We have never had any major issues with Josephs sleeping schedule, whenever people used to ask ‘how’s the sleepless nights’ we used to laugh and say ‘what sleepless nights?’. I don’t think we’ve had a sleepless night with Joseph (yet!) and we have been blessed with a baby who loves his sleep. When he had colic for a couple of weeks, he was a nightmare to get to sleep but once he was down, he was out for the night. Even when he used to not sleep right through the night, he’d only get up once and then straight back down. So you could say it’s been pretty bliss these past four months.
The past week or so, Joseph has been a nightmare trying to get to sleep again! We established a really good routine where he’d have a bath at 6/7pm, last bottle at 8pm then he’d be sleeping by 8:30-9:30. However recently he’s been going to bed at around midnight, sometimes even at one am. Completely exhausted mind you, but boy does he fight off his sleep. He doesn’t even cry, instead he’s content but fussy at the same time-if that makes any sense. The other night he went to bed at half past midnight so yeah okay, fine, but then woke up at 3am. The first time in ages!!! And it completely threw me off because he then woke up at 7am. Anyway, just went along with it and thought I’ll just sleep when the baby sleeps today. Normally we’d get a good stretch of naps but NOPE, they were more like 30-40 minute naps which made me feel even worse.

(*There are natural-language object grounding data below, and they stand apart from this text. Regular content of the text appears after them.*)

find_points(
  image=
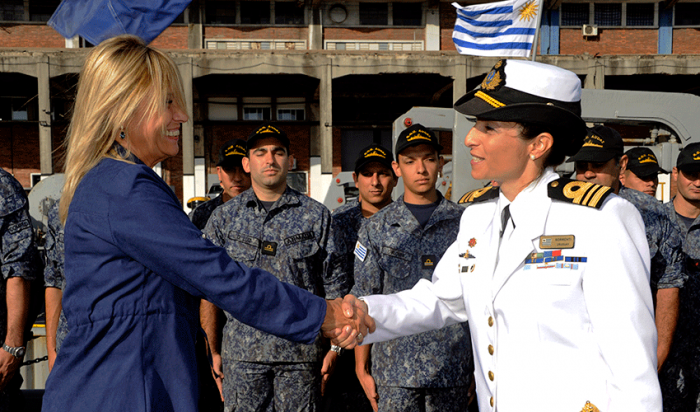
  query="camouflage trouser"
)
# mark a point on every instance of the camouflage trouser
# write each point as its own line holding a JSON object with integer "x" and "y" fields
{"x": 680, "y": 375}
{"x": 422, "y": 399}
{"x": 272, "y": 387}
{"x": 343, "y": 391}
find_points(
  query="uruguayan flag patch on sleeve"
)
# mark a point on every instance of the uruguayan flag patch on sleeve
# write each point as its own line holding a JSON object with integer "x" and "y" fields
{"x": 360, "y": 251}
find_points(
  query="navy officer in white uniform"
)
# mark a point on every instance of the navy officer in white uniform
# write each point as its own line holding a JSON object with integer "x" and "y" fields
{"x": 552, "y": 274}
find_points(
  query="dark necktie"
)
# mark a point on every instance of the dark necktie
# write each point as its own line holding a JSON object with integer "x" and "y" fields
{"x": 505, "y": 216}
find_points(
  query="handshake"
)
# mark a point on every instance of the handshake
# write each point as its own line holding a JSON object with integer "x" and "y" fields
{"x": 347, "y": 322}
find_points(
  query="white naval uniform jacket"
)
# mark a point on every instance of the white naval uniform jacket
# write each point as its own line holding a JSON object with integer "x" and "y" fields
{"x": 544, "y": 339}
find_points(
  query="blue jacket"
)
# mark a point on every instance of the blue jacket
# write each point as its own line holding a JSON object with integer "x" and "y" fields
{"x": 135, "y": 267}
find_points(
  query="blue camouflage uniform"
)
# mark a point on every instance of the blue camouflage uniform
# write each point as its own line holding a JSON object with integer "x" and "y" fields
{"x": 290, "y": 242}
{"x": 53, "y": 269}
{"x": 343, "y": 390}
{"x": 345, "y": 226}
{"x": 200, "y": 215}
{"x": 19, "y": 258}
{"x": 398, "y": 254}
{"x": 680, "y": 375}
{"x": 664, "y": 238}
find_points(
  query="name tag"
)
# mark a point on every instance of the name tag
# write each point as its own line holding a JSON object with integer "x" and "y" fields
{"x": 557, "y": 242}
{"x": 429, "y": 261}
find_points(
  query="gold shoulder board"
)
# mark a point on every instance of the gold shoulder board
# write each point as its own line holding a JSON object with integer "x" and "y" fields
{"x": 479, "y": 195}
{"x": 579, "y": 193}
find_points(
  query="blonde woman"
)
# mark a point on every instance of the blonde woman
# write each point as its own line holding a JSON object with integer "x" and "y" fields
{"x": 135, "y": 266}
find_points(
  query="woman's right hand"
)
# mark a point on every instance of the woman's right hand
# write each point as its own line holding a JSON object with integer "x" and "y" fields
{"x": 370, "y": 388}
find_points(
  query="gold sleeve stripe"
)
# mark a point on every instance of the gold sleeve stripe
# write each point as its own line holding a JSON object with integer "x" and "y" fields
{"x": 488, "y": 99}
{"x": 601, "y": 190}
{"x": 585, "y": 193}
{"x": 470, "y": 196}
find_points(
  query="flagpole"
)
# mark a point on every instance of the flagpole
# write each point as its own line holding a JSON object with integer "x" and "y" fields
{"x": 537, "y": 30}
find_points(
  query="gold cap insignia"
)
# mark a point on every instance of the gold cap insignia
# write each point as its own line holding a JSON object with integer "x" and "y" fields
{"x": 589, "y": 407}
{"x": 593, "y": 141}
{"x": 647, "y": 158}
{"x": 267, "y": 129}
{"x": 375, "y": 151}
{"x": 496, "y": 77}
{"x": 235, "y": 150}
{"x": 418, "y": 134}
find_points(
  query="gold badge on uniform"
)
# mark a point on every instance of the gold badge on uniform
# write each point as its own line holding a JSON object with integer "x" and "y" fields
{"x": 557, "y": 242}
{"x": 429, "y": 261}
{"x": 269, "y": 248}
{"x": 589, "y": 407}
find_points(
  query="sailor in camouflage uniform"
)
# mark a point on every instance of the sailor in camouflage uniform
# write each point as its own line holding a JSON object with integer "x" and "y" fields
{"x": 680, "y": 379}
{"x": 600, "y": 161}
{"x": 54, "y": 281}
{"x": 232, "y": 178}
{"x": 375, "y": 180}
{"x": 275, "y": 228}
{"x": 19, "y": 262}
{"x": 400, "y": 245}
{"x": 234, "y": 181}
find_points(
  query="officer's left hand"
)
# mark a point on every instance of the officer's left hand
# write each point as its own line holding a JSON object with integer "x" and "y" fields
{"x": 327, "y": 369}
{"x": 8, "y": 367}
{"x": 346, "y": 324}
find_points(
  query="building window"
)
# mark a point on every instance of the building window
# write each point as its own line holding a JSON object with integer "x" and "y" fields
{"x": 290, "y": 114}
{"x": 220, "y": 12}
{"x": 12, "y": 10}
{"x": 608, "y": 14}
{"x": 255, "y": 12}
{"x": 298, "y": 181}
{"x": 574, "y": 14}
{"x": 18, "y": 109}
{"x": 407, "y": 14}
{"x": 222, "y": 108}
{"x": 288, "y": 13}
{"x": 687, "y": 14}
{"x": 41, "y": 10}
{"x": 256, "y": 113}
{"x": 257, "y": 108}
{"x": 374, "y": 14}
{"x": 640, "y": 14}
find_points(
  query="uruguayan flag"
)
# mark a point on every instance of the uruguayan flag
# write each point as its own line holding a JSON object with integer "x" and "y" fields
{"x": 504, "y": 28}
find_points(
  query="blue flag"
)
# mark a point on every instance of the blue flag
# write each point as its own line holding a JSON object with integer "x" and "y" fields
{"x": 98, "y": 20}
{"x": 504, "y": 28}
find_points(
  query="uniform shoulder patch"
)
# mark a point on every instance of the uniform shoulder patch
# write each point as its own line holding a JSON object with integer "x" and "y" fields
{"x": 479, "y": 195}
{"x": 579, "y": 193}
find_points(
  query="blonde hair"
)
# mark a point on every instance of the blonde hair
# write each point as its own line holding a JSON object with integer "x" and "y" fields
{"x": 120, "y": 77}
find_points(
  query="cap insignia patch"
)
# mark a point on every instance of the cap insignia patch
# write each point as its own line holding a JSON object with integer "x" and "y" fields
{"x": 495, "y": 78}
{"x": 479, "y": 195}
{"x": 375, "y": 151}
{"x": 488, "y": 99}
{"x": 418, "y": 134}
{"x": 267, "y": 129}
{"x": 593, "y": 141}
{"x": 579, "y": 193}
{"x": 235, "y": 150}
{"x": 647, "y": 158}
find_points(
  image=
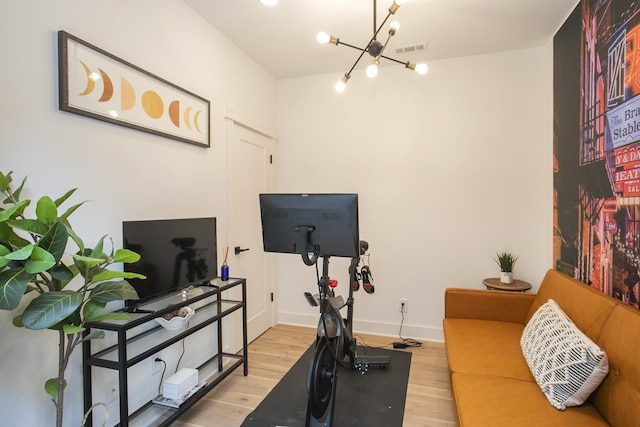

I bet a lot of mums are thinking ‘pffht, she still has it easy’ and I probably do. But because it’s different than what I’m used to, it just has completely threw me off. I have heard horror stories with some babies and their sleeping patterns. Many mums being up every hour in the night. Now that’s difficult and I have so much respect for those who just get on with it and can carry on as normal the next day. But nope, not me. I am a sleep lover and I simply cannot function without a decent amount of sleep. Like, I find it so difficult to just power through now. I think it’s because being with a baby 24/7 is so exhausting considering you’re trying to entertain a baby at every waking moment. Especially with a baby that needs the attention and can’t be left for long period of time on a play-mat.
I’ve been feeling really down in the dumps at some point because of this sleep regression. I mean, missing out on some sleep isn’t the end of the world and it won’t last forever. But it’s the having no time to myself is what I’m finding difficult. Mathews been working early shifts recently so it’s literally been baby from morning to night. Mathew is brilliant and takes over but usually Joseph will be in bed at 9/9:30 so for like 2-3 hours it will just be me and Mat to spend time together where we’d watch tv, have a cuppa, and then it’ll give me a chance to go on the laptop, to do the dishes or to clean. But instead right now it’s still giving Joseph a little more attention and trying to get him to bed. And also by 9pm I am completely drained so my patience runs thin and by the end of the night when we eventually put Joseph to sleep I am just mentally drained and all I want to do is just cry and have the biggest lie in ever but instead I have to repeat it all again. It’s a tedious cycle as I even feel too tired to take him out in the pram. I just wish I could pass my driving test as that would break the day up. But instead I am waiting for his (short) naps so I can just get some shut eye and be baby free for a short time. I feel like such a shit mum to even think that but even looking at my friends pictures of them going out and enjoying and I can’t help but feel jealous. I feel envious of Mathew going to work because even then he has time to himself-although very tiring i must admit. Yet when I get my energy back after a nap I can’t wait to be with Joseph and get excited to play games with him. Not tired me understand that Joseph can’t help it, but cranky me wants to just go as far away as possible and sleep for a week straight.
I know pretty soon Joseph will be back to his normal, lovely sleeping pattern and all will be well again. But for now I will just quietly curse when Joseph wakes up 30 minutes after his nap.
Joseph has his ’16 week’ injections next week, where he’ll be 20 weeks. He’s missed them for two weeks now as the one week he was ill and the other week it got cancelled as there was no nurse. I am itching to find out what he weighs. We are guessing a lot as he’s an absolute chunk!